Ugetsu monogatari (1953), conocida en occidente como
Cuentos de la luna pálida de agosto o también
Cuentos de la luna pálida después de la lluvia, como
Os contos da lúa vaga depois da chuva o sencillamente
Contos da lúa vaga en portugués, otra maravilla del arte de la fuga y de la poética del agua de Mizoguchi que traeremos por esta
escuela otro día.
Ese día ha llegado. Quería haber publicado esta entrada anteayer -24 de agosto de 2011-, cuando se cumplían cincuenta y cinco años de la muerte de Kenji Mizoguchi, pero cualquier día es el mejor para traer su cine aquí.
Una vez, Mizoguchi escribió -o quizá deberíamos decir que dibujó o caligrafió- sobre una pared esta frase:
A cada nueva mirada, es necesario lavarse los ojos... para ver bien. Es lo que hace con los nuestros
Cuentos de la luna pálida, nos limpia la mirada. En el curso del tiempo y de los sucesivos visionados asombra cada vez más su poder de síntesis, cómo dice tanto en poco más de noventa minutos; uno tiene la impresión de haber vivido varias vidas en un soplo, esta vida y cualquier otra vida tan verdadera como imaginaria, hasta que cae en la cuenta que para Mizoguchi es la misma vida, o como apuntaba Godard en un texto sobre el cineasta publicado en la revista
Arts en 1958, el arte de Mizoguchi se fragua al mostrar
a un tiempo que la verdadera vida está en otra parte y que, sin embargo, también esta ahí, en toda su extraña y radiante belleza. Por todo eso,
Cuentos de la luna pálida es de esas películas que necesitan toda una vida para decantar nuestra mirada, para educarla, para afinarla con vistas a encontrar nuevos sonidos, cada vez más sentidos y sutiles, con las cuerdas de nuestra sensibilidad.
Cuentos de la luna pálida viene a ser una paradoja en la obra de Mizoguchi - pronunciado "Mitzuguchi", anota Luc Moullet-: por un lado, quizá sea la película más célebre -¿y más conocida?- del cineasta, por otro, la irrupción de lo fantástico -de lo sobrenatural- resulta excepcional en una filmografía de marcado carácter realista. Pero, como veremos, la conjugación realista de lo fantástico o, dicho de otra forma, una puesta en escena que borra las fronteras entre este mundo y el
otro, convierte a
Cuentos de la luna pálida en la quintaesencia del cine de Mizoguchi y en la cristalización de su poética. En palabras de Luc Moullet, representa el arte más perfecto y la crítica -en el sentido de hermenéutica- suprema de ese arte.

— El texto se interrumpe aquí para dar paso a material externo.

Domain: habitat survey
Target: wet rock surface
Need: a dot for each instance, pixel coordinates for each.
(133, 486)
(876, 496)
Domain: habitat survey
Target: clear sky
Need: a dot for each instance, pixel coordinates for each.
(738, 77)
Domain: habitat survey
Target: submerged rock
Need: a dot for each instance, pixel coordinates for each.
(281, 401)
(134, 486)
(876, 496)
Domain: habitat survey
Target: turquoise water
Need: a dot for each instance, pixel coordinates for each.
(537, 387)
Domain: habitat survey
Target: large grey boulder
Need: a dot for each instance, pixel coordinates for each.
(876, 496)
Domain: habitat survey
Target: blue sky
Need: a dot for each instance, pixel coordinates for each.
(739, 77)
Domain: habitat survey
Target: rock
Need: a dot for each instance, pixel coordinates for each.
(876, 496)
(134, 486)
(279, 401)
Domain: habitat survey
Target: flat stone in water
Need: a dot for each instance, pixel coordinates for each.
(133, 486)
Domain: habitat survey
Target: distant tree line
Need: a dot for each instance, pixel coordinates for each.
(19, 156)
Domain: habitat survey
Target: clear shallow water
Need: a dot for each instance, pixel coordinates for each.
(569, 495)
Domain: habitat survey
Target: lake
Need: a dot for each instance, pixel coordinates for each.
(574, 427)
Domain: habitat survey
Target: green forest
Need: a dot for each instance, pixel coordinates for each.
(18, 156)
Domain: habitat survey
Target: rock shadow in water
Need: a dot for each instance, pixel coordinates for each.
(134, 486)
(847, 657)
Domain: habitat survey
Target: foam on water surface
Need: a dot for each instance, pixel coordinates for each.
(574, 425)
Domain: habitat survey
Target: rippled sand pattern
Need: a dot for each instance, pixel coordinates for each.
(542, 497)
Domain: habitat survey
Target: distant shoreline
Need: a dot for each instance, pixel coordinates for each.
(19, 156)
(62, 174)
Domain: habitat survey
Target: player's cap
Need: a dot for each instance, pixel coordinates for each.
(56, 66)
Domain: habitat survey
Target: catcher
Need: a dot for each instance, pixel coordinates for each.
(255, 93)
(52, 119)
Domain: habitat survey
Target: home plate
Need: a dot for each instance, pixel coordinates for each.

Ugetsu monogatari -de Akinari Ueda, un autor del siglo XVIII-, un clásico de la literatura fantástica japonesa que se publicó por primera vez en 1776, aporta la materia argumental del guión de Yoshikata Yoda y Matsutaro Kawaguchi. De los nueve cuentos de
Ugetsu monogatari, aprovechan, según Yoda,
La cabaña entre las cañas esparcidas -el campesino que abandona a su mujer (la Miyagi del filme) para ir al mercado de la ciudad, pasan los años, y cuando vuelve, le recibe el fantasma de su esposa muerta- y
La impura pasión de una serpiente -el protagonista, perdido por los encantos de una mujer diabólica que le lleva a confundir el ensueño con la realidad-, un relato en el que Yoda encuentra una frase que alentará una de las ideas primordiales del guión -y de la película-:
Si yo fuera un fantasma, ¿por qué habría de aparecerme entre tanta gente y a la luz del día?, razona la mujer-serpiente; de ahí, la aparición -con visos realistas- de la princesa Wakasa en el mercado para comprar las cerámicas de Genjuro. Y aunque de esos dos relatos Mizoguchi y sus guionistas extraen el material de partida de la trama principal de
Cuentos de la luna pálida, Antonio Santos señala un tercer relato como inspiración de la película,
El caldero de Kibitsu, sobre todo en la escena en que Genjuro transita hacia el territorio fantástico siguiendo a la princesa Wakasa hasta su mansión -...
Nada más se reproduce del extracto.